Para conseguir este fin, para alcanzar esta meta que -repito- está al alcance de nuestra mano, porque Dios la ha querido y Dios no nos pide imposibles: no penséis que la santidad es para unos pocos, es para todos los hijos de Dios... Pues para conseguir esta gran realidad, tenemos en este templo, inmediatamente, el ejemplo de esas dos figuras maravillosas. Criatura excelsa es María, criatura perfecta por su búsqueda de la santidad es José. Pertenecemos a esa Familia. Miremos a María, y démonos cuenta de esa particularidad que nos refiere el Evangelio: que ponderaba todos los gestos de Dios, Hijo suyo, para adentrarse en el misterio de esa Redención que había venido a traer su Hijo Jesucristo. Pedidle a María que sepáis ponderar todas las enseñanzas de Cristo para acomodar vuestra vida, hasta el último suspiro que tengamos, a lo que nos vaya pidiendo el Señor. Y a José, ¿sabéis como le llamaba el Beato Josemaría? “El santo de la alegría y del encogimiento de hombros”, porque le daba igual que le echasen todo el peso que el Señor quiso confiarle. Tuvo que pasar momento duros pero siempre estuvo a la disposición de los planes de Dios. Acudid a José, para que aprendamos todos de esa humildad alegre, fecunda, del que sirve sabiendo que es muy poca cosa, pero que está totalmente amado por el Señor.

Vuelvo a deciros que no olvidéis nunca que todos, cada una y cada uno de nosotros, pertenecemos a esta estupenda Familia de Nazaret.

Procuremos crear esa atmósfera allí donde nos encontremos y procuremos que esta buena nueva de los hijos de Dios se traslade hasta el último rincón de Venezuela. Quered mucho a vuestro país, lo merece.

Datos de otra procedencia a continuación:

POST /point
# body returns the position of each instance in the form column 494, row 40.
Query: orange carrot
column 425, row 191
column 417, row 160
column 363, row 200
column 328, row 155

Esto exige de cada uno de vosotros la responsabilidad del comportamiento bueno. ¿Y cómo nos comportaremos bien? Amando la contrición y la Confesión. Haced un apostolado fecundo y constante de este sacramento de la alegría y del perdón de Dios. Hablad sin respetos humanos. Pedid que la gente se ponga a bien con Dios. Encomendadles y, si es preciso, desarrollad una catequesis personal para que entiendan que las cinco llagas de Cristo, que son como las credenciales del amor que nos ha tenido, no ha querido que se cerraran, para que allí pudiéramos cobijarnos y obtener su perdón cuando por desgracia nos hayamos apartado un poco o un mucho. Sed practicantes de este sacramento, sed catequistas de este sacramento. No tengáis el respeto humano de no hablar del perdón de Dios. Decidlo, decidlo muy alto, para que toda la gente se sienta querida, comprendida, y bien recibida en esta Familia de Nazaret.

¡Que Dios os bendiga!

Romana, n. 33, Julio-Diciembre 2001, p. 173-176.